This is the mail archive of the gcc@gcc.gnu.org mailing list for the GCC project.


Index Nav: [Date Index] [Subject Index] [Author Index] [Thread Index]
Message Nav: [Date Prev] [Date Next] [Thread Prev] [Thread Next]
Other format: [Raw text]

Fw: Implementing Swing Modulo Scheduling in GCC


>Infrastructure requirements for implementing SMS in GCC
>-------------------------------------------------------
...
>4. Machine resource model support, with the following capabilities:
>  1. Hold the current partial schedule of instructions. (Need to
>     implement.)
>  2. Check if it is possible to schedule a given instruction at a given
>     cycle/slot given the current partial schedule.
>  3. Provide an efficient and accurate lower bound for II known as resMII.
>  [This topic has been discussed with Vlad Makarov; details of the
>   discussion will be posted shortly.]



Following is a dialog on the subject of DFA support for Modulo
Scheduling (MS). The requirements MS has from DFA (or from the modelling
of resources and their conflicts in general) are listed above as items 2
and 3.
A third requirement for supporting backtracking MS's (that ask "who are
the insns that cause conflicts if a given insn is added to a partial
schedule", and then unschedule these insns) was not discussed.

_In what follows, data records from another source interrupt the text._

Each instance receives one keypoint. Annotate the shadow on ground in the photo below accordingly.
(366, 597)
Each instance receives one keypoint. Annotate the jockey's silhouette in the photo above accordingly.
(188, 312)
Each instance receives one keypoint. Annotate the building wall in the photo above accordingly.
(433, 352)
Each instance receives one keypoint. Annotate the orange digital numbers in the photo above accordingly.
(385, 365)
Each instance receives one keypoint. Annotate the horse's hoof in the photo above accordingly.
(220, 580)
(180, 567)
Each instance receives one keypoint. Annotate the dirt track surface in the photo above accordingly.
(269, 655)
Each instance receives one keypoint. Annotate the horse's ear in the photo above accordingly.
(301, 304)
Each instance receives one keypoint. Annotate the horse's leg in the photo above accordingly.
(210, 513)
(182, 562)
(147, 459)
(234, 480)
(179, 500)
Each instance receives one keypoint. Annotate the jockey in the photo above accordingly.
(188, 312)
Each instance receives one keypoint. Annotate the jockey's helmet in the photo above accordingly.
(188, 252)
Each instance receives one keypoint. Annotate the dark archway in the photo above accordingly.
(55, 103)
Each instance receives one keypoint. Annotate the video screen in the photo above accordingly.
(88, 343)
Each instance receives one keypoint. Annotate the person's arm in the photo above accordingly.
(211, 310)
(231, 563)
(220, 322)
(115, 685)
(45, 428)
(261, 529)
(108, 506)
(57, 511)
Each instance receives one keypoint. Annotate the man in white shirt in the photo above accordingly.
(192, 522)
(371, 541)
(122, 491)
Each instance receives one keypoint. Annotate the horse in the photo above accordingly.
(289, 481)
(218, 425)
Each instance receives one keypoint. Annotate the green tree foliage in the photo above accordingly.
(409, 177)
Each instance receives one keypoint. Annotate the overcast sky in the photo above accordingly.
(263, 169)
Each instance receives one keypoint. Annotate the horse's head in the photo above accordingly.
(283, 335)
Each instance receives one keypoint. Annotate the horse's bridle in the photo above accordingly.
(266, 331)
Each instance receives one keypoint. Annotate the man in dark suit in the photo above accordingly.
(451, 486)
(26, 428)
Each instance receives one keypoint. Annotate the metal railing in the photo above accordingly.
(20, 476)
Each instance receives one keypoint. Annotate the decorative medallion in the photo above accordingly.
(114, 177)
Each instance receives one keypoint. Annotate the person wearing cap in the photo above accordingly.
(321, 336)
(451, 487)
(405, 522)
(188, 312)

Solving (2) using current DFA
-----------------------------
Vlad Makarov writes:
--------------------
  I've tried many approaches to use automata for modulo scheduling.
Here is what solution I found (it
is simplest, others needs big genautomata changes and I am not sure
that the automata size will be acceptable).  Let us consider the
following example of modulo scheduling with initiation interval (II)
equal to 2 cycle.  We have the following schedule for loop containing
insns 1,2,3,4,5:

curr_cycle | O    1     2  ... - iteration
-------------------------------------
0            1
1            2,3
3            4    1
4            5    2,3
                  4     1
                  5     2,3
                        4
                        5

  When we are trying to issue insn (say 4) we should guarantee that
previously issued insns on current/previous iterations (and even next
iterations, e.g. see insn 5 and 1 in the example) are also not
conflicting with the current insn.  So in our case we should check
conflicts with insns 1,2,3,4 on the current/previous/next iterations.
We can constraint look back because reservation of functional units
for any insn is finite.  I could generate this value for the scheduler
in insn-attrtab.c (actually it is already calculated in
genautomata.c).  Let us call this value MAX_RESERVATION_LENGTH.  So we
could form set of previously issued insns which can conflict with the
insn being issued on current cycle.  It could look like this:

history: set of pairs (cycle, N) where cycle (relative from the insn
         iteration start) on which an insn was issued. In our case,
         the maximal value is 4.  N is iteration number looking back
         (..., 0,1,2,3 ...).  N could be even negative it means that
         insn from the next iteration is issued before the insn being
         issued on given iteration.

Then the distance of issued insns described by pair (cycle, N) from
the insn being issued is equal to
         (curr_cycle - cycle) + II * N.

We could form the history as the following:

  form_history:
     for (cycle = 0; cycle <= curr_cycle; cycle++)
       for (N = ceil (- (curr_cycle - cycle) / II);
            II*N <= MAX_RESERVATION_LENGTH;
            N++)
         if ((curr_cycle - cycle) + II * N > 0
             || (curr_cycle - cycle) + II * N == 0 && N >= 0)
           add (cycle, N) to history;
     sort history by decreasing distances (the secondary ordering is by N).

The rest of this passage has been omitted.